ENID — Should the congressional supercommittee racing to reach a deficit-cutting agreement before Thanksgiving wind up laying an egg, the Department of Defense could face nearly $500 billion in budget cuts over the next decade.
If the bipartisan group, made up of six Republicans and six Democrats, does not come up with a plan to tackle the country’s budget woes, a series of automatic, across-the-board cuts are scheduled to go into effect.
What effect those cuts, coming on top of $450 billion in reductions already under way, would have on Vance Air Force Base are unknown, but Mike Cooper, city of Enid military liaison and chairman of Oklahoma Strategic Military Planning Commission, said everything is being done to position the base to weather whatever austerity measures come.

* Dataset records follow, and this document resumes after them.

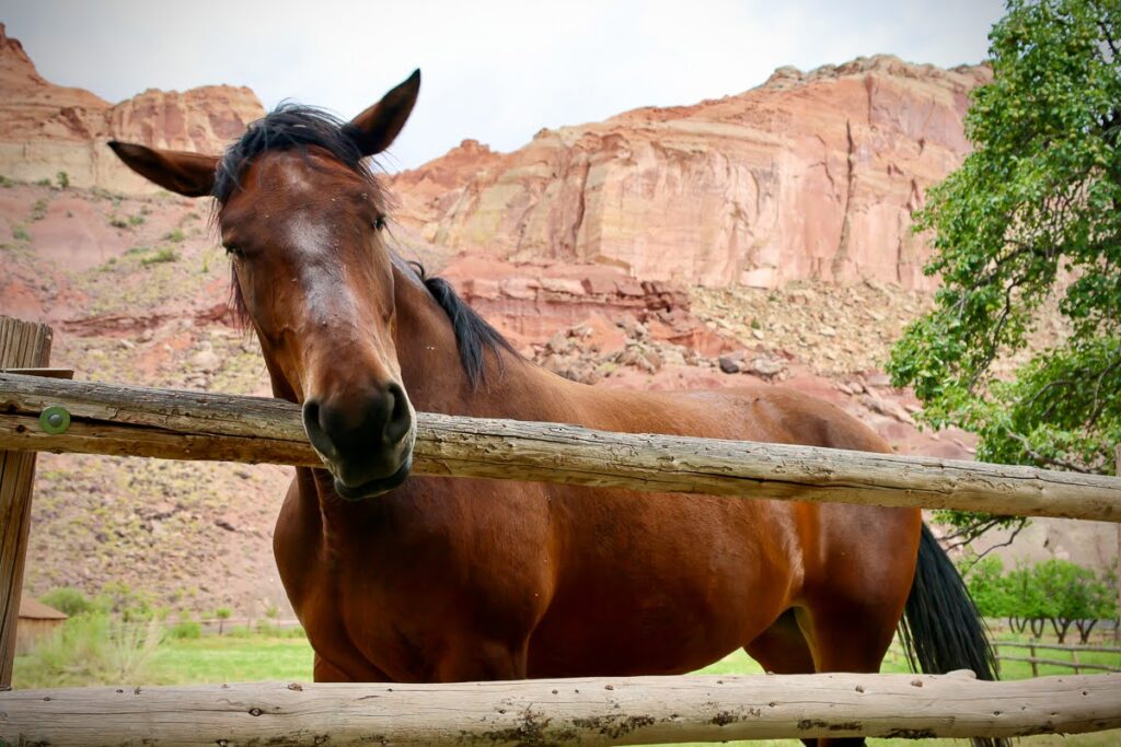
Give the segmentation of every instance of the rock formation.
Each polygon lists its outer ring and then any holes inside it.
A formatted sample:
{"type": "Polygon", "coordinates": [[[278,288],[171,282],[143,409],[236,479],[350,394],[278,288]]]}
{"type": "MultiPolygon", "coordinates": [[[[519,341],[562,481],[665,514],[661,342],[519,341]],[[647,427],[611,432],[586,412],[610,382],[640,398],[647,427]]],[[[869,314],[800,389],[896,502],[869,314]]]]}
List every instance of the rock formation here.
{"type": "Polygon", "coordinates": [[[504,156],[469,140],[395,178],[399,220],[450,249],[642,280],[928,289],[910,213],[967,152],[969,92],[990,74],[877,56],[541,130],[504,156]]]}
{"type": "Polygon", "coordinates": [[[205,86],[145,91],[112,105],[82,88],[44,80],[0,24],[0,175],[78,187],[151,193],[105,147],[111,139],[219,153],[265,110],[249,88],[205,86]]]}

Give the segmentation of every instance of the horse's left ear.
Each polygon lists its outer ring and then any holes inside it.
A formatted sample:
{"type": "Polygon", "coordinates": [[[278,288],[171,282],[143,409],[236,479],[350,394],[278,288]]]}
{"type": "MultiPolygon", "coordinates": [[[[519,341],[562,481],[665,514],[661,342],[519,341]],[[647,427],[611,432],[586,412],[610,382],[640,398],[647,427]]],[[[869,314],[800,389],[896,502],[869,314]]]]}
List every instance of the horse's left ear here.
{"type": "Polygon", "coordinates": [[[405,121],[413,112],[413,104],[417,103],[419,92],[420,71],[416,69],[405,83],[351,120],[346,131],[358,143],[363,156],[373,156],[389,148],[405,127],[405,121]]]}

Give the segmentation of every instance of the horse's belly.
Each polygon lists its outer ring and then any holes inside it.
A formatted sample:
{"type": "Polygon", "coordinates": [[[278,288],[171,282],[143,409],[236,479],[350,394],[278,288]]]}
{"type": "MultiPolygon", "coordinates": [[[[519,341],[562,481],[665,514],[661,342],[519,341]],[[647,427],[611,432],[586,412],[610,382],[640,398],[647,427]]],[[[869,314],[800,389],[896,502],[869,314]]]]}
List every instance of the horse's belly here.
{"type": "Polygon", "coordinates": [[[707,530],[566,564],[529,639],[529,676],[684,673],[766,629],[788,604],[786,555],[761,538],[707,530]]]}

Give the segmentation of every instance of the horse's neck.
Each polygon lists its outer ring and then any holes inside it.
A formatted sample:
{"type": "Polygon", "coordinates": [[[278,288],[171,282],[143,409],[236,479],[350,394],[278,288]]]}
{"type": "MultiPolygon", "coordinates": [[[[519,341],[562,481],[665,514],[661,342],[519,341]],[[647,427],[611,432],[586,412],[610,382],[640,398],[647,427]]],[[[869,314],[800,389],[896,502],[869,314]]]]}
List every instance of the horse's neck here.
{"type": "MultiPolygon", "coordinates": [[[[487,351],[488,377],[474,386],[460,361],[455,332],[447,314],[413,273],[393,268],[397,329],[395,344],[401,366],[401,380],[417,412],[442,412],[475,417],[516,417],[524,420],[566,419],[552,410],[549,402],[564,401],[562,390],[553,396],[541,391],[540,372],[506,351],[487,351]]],[[[270,366],[271,372],[271,366],[270,366]]],[[[284,380],[274,376],[277,396],[290,399],[284,380]]],[[[563,384],[562,384],[563,386],[563,384]]],[[[290,389],[290,387],[288,387],[290,389]]],[[[309,469],[300,478],[302,510],[305,521],[321,517],[326,538],[340,533],[368,532],[362,516],[376,516],[377,499],[349,503],[334,494],[324,469],[309,469]]],[[[404,489],[404,488],[401,488],[404,489]]],[[[331,544],[328,540],[326,544],[331,544]]]]}
{"type": "Polygon", "coordinates": [[[397,358],[409,401],[418,412],[493,415],[510,396],[531,386],[532,367],[507,351],[484,351],[485,379],[474,385],[460,360],[447,314],[409,268],[395,267],[397,358]]]}

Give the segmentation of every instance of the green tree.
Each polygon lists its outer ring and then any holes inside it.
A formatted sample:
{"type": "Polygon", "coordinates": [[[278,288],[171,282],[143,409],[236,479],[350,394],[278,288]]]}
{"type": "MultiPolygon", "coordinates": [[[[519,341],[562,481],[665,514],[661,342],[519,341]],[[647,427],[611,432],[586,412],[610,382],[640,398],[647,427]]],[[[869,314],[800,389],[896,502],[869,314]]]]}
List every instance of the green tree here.
{"type": "MultiPolygon", "coordinates": [[[[980,437],[978,458],[1113,471],[1121,442],[1121,0],[1009,0],[992,81],[965,118],[973,152],[932,188],[933,311],[891,353],[921,420],[980,437]],[[1015,375],[1053,297],[1072,334],[1015,375]]],[[[1000,520],[944,512],[967,538],[1000,520]]]]}

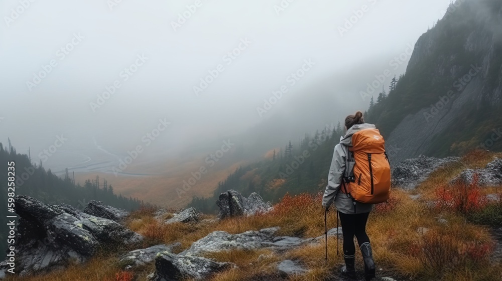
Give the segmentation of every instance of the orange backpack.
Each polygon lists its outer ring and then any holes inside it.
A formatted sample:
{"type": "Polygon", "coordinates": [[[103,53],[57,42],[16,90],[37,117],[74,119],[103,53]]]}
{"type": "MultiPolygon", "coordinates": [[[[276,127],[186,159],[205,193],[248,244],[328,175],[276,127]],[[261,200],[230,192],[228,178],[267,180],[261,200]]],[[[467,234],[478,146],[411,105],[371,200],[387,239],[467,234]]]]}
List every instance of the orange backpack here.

“Through our protection and enhancement efforts, we have positioned ourselves to be the most cost-effective, efficient training base in the military,” said Cooper. “Plus, you have to be joint if you are going to be a base that stays.”
Cooper pointed out Vance has room to expand within its gates, has “the best air space in the AETC (Air Education and Training Command), is the only Joint Specialized Undergraduate Pilot Training base in the Air Force and is host to an Armed Forces Reserve Center housing Army Reserve and Oklahoma National Guard troops.
“We are doing all the things we can to position ourselves for the future,” Cooper said. “We just don’t have a crystal ball to know what would happen. There are a lot of unknowns. We still hope that (automatic cuts) doesn’t happen. Everybody is in agreement that would be devastating.”
That sentiment was echoed by 3rd District Rep. Frank Lucas, R-Okla.
“While fighting two wars and facing a number of growing threats from abroad that will inevitably require continued investments in our national security,” Lucas said, “now is not the time to make unprecedented and immediate cuts to our nation’s defense spending. It is my hope that the supercommittee will reach an agreement by the Nov. 23 deadline in order to avert such disastrous consequences.”
Sen. Jim Inhofe, R-Okla., couldn’t be reached for comment, but his spokesman, Jared Young, said, “There would be some state impact, but it is just too early to know for sure what that would be. Sen. Inhofe has said that amount of cuts would be absolutely devastating to our nation’s military.”